Another part of President Obama's speech that resonated was his call for a just and peaceful solution to the Israeli-Palestinian conflict by ensuring a secure homeland for Israel and statehood for the Palestinian people.
I wholeheartedly support this message of peace for the Holy Land. A negotiated solution to this conflict has long been advocated by my organization, Catholic Relief Services, and by the United States Conference of Catholic Bishops.
The legitimate right of both Israelis and Palestinians to live securely and in peace, each in a homeland of their own, must be recognized and supported. Violence must be abandoned, rights recognized, obligations of previous agreements fulfilled, settlements stopped, the humanitarian crisis and lack of opportunity ended and Jerusalem shared by all faiths.
This vision of peace was shared by Pope Benedict XVI during his pilgrimage last month to the Holy Land.
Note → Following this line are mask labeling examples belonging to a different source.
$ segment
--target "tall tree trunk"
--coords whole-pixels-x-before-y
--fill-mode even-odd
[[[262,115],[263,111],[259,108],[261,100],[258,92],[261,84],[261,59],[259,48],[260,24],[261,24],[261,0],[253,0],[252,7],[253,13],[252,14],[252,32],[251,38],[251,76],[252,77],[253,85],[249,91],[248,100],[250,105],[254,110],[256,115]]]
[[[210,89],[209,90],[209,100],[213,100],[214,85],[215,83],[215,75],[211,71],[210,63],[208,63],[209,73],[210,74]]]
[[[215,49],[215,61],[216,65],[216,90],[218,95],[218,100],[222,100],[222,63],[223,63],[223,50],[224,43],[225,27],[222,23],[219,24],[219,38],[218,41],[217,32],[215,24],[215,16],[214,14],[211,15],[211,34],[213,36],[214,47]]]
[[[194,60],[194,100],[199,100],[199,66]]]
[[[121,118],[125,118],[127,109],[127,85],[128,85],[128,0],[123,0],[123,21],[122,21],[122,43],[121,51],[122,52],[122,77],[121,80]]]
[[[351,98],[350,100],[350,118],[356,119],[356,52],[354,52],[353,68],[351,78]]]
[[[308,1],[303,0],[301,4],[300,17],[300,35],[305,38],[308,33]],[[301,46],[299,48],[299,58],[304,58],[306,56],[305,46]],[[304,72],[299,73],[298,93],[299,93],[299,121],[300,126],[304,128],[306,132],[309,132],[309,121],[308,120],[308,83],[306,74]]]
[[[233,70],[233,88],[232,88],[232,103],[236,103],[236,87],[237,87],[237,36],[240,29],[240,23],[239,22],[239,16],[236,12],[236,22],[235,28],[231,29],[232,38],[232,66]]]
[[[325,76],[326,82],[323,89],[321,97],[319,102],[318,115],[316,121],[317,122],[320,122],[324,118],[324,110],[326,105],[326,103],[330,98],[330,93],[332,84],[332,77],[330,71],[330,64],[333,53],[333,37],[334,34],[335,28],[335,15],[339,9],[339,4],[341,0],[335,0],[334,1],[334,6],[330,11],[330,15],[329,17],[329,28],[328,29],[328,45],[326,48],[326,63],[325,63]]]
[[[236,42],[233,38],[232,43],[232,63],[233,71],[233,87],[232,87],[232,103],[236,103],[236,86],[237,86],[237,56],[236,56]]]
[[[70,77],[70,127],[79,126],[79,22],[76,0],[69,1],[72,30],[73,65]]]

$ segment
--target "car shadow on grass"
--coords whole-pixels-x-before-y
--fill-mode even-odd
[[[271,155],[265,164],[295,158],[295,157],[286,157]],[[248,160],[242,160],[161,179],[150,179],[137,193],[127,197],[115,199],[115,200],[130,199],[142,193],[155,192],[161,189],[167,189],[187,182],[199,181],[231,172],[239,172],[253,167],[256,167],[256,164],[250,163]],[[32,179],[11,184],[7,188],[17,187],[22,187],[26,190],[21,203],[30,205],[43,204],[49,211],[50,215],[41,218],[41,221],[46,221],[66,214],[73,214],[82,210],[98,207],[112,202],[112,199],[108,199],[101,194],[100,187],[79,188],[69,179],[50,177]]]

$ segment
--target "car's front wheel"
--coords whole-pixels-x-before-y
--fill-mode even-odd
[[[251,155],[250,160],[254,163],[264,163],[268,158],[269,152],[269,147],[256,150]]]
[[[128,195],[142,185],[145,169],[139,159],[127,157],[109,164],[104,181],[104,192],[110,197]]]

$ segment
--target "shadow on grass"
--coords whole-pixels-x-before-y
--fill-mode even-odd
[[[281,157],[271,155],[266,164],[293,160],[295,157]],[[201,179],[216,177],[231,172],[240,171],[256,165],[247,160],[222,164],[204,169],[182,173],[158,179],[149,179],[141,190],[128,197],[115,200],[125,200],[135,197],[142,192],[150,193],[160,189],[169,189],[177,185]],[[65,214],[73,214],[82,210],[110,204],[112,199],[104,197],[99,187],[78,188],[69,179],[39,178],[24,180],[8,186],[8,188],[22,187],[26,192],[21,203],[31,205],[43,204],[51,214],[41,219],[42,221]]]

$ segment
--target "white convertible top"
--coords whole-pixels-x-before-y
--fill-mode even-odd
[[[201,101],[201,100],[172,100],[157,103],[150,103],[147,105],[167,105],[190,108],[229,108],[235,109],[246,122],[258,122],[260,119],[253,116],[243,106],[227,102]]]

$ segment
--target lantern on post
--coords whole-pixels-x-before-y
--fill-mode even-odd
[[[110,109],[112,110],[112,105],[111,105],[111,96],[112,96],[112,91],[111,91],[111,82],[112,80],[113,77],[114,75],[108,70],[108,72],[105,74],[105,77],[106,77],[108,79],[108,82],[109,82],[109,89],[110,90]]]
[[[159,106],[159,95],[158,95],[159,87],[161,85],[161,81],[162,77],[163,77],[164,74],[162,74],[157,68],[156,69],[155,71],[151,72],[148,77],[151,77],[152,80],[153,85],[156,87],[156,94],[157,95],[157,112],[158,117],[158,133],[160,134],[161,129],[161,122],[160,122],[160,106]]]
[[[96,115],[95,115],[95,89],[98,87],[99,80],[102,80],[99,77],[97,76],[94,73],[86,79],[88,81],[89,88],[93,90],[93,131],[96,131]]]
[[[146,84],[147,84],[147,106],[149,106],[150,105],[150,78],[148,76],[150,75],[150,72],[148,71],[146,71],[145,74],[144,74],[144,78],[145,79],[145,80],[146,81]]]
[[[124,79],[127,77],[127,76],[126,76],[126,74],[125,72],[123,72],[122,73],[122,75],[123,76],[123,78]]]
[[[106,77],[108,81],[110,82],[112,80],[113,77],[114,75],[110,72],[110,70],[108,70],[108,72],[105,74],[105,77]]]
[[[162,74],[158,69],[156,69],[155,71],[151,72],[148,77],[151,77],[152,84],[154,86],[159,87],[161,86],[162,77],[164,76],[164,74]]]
"Allow me to make this appeal to all the people of these lands: No more bloodshed! No more fighting! No more terrorism! No more war!" the pope said. "Let us break the vicious circle of violence. Let there be lasting peace based on justice, let there be genuine reconciliation and healing. Let it be universally recognized that the State of Israel has the right to exist, and to enjoy peace and security within internationally agreed borders. Let it be likewise acknowledged that the Palestinian people have a right to a sovereign independent homeland, to live with dignity and to travel freely. Let the two-state solution become a reality, not remain a dream."
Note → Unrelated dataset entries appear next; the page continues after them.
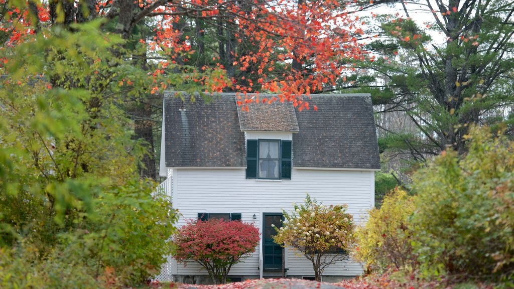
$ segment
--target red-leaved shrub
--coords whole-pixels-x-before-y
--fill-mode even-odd
[[[173,239],[177,262],[194,261],[207,270],[214,283],[223,284],[232,265],[255,251],[259,232],[253,224],[239,221],[190,220]]]

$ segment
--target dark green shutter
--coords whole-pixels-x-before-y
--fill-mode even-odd
[[[198,221],[207,221],[209,220],[209,213],[198,213]]]
[[[246,141],[246,178],[257,178],[257,140]]]
[[[283,140],[280,159],[280,176],[282,178],[291,178],[291,143],[290,140]]]

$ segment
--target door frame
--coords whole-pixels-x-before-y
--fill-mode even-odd
[[[262,262],[263,264],[262,264],[262,266],[263,266],[263,269],[264,270],[280,270],[280,269],[283,269],[283,268],[282,268],[282,264],[281,264],[281,267],[280,268],[266,268],[265,266],[265,261],[266,260],[266,258],[265,258],[265,257],[264,256],[264,252],[265,252],[264,246],[266,245],[266,244],[265,244],[265,242],[266,241],[265,241],[265,239],[266,238],[265,237],[265,233],[266,233],[266,216],[269,216],[269,215],[271,215],[271,216],[279,216],[279,215],[280,215],[281,217],[282,221],[284,221],[284,214],[282,212],[265,212],[265,213],[262,213],[262,247],[261,248],[261,249],[262,250],[262,256],[263,256],[263,262]],[[277,245],[277,246],[280,246],[280,245]],[[281,254],[282,255],[282,258],[284,258],[284,260],[285,260],[285,252],[284,251],[284,250],[281,250]],[[284,267],[285,267],[285,264],[284,264]]]

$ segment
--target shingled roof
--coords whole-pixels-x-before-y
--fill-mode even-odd
[[[176,94],[164,96],[166,166],[246,167],[245,135],[233,95],[208,103],[196,96],[192,103],[189,95]]]
[[[276,95],[260,94],[260,99],[271,99]],[[292,103],[274,101],[248,104],[248,111],[237,110],[239,125],[243,131],[295,132],[299,131]]]
[[[380,169],[369,95],[317,95],[309,101],[318,111],[297,112],[293,166]]]
[[[260,131],[293,133],[293,167],[380,168],[368,94],[311,95],[318,111],[277,101],[252,104],[247,112],[234,94],[219,94],[209,103],[175,94],[164,94],[167,167],[245,167],[244,132]]]

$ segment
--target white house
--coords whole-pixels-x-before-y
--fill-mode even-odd
[[[371,99],[368,94],[311,95],[317,106],[299,112],[290,102],[251,104],[246,112],[234,94],[206,103],[199,97],[164,94],[160,173],[162,186],[185,220],[225,218],[252,222],[261,241],[255,253],[234,265],[232,280],[278,277],[282,250],[271,241],[283,209],[308,192],[324,204],[347,204],[358,223],[374,204],[374,173],[380,169]],[[261,94],[259,97],[273,97]],[[306,99],[307,97],[306,97]],[[285,250],[288,277],[314,276],[311,264]],[[191,262],[169,265],[177,282],[209,282]],[[331,265],[323,280],[362,273],[353,261]]]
Having supported humanitarian programs in the Holy Land for nearly 50 years--and having relationships with communities there--CRS believes a negotiated solution is the only way to end the growing humanitarian crisis there. We urge President Obama to provide a clear framework for an end to the conflict, help Israelis and Palestinians make the difficult decisions necessary to achieve lasting peace, and hold both parties to account when they fail to honor their commitments.
Ken Hackett is president of Catholic Relief Services, the official overseas humanitarian organization of the Catholic Church in the United States.